The government’s job is to protect property rights, yes. But only within the trust of the social contract. If you break that trust and use your economic power to step outside the boundaries of law, or make an end-run around the proper authority of the state to protect the common interest, then the government is able to adjust its defense of your property rights appropriately. Libertarians and Silicon Valley techno-libertarians hate this. They insist that property rights should be inviolable, and actually precede law. And while there are many honest libertarian thinkers, what these people — from Elon Musk, to Marc Andreessen, Keith Rabois, and others — are fighting for is merely the capacity of these people to seize political power for their own ends. They believe they can run the world better, and they are prepared to do what it takes to remove their obstacles to obtaining that power.

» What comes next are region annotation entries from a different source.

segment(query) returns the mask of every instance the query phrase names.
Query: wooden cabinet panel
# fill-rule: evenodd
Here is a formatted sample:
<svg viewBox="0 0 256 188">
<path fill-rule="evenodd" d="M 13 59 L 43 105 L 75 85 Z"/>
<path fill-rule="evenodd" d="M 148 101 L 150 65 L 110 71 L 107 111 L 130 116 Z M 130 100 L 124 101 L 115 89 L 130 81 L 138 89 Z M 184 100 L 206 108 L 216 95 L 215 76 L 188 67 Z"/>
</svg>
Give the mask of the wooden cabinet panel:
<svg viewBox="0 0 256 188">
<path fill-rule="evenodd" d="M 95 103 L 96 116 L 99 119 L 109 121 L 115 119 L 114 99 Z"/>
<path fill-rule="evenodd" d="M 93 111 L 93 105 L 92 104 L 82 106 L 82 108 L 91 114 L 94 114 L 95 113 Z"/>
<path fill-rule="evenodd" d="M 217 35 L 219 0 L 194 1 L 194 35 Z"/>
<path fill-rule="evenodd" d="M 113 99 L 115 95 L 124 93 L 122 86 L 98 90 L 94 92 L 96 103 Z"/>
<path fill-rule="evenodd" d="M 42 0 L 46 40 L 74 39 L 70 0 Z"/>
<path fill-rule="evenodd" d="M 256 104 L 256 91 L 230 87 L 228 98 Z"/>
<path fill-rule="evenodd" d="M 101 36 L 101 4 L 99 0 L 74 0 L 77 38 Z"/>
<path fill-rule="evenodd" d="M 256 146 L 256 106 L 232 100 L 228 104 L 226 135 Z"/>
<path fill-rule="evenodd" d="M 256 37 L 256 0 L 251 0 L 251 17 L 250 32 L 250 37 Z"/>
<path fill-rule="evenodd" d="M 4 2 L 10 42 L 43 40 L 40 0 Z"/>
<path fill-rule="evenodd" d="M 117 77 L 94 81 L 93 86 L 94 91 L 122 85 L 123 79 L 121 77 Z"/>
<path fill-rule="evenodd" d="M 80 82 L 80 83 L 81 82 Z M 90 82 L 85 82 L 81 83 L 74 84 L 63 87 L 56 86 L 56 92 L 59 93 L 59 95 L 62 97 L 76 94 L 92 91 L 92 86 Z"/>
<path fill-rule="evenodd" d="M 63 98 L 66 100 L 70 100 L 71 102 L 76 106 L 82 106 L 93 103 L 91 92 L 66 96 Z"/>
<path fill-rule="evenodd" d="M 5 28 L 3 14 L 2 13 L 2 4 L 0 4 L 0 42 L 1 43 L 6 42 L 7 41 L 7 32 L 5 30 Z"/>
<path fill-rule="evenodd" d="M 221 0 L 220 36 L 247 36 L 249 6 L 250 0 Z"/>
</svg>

But understand, that they are driven not by a sense of your freedom, but their own. To use their vast resources of money and wealth, as they see fit, free from any democratic accountability. Let alone to regulators of the administrative state they are seeking to dismantle, but to Congress or any of the machinery of government to restrain them. They are, in fact, 21st century fascists. Propelled by their egos of their impressive economic and technological successes, they have fallen headfirst into a dark Nietzschean, will to power frame, that if not confronted, would sunset our entire experiment in self-government.
If you can’t see what is right in front of your face, then I’m afraid to say that you are deeply unaware of your own limitations.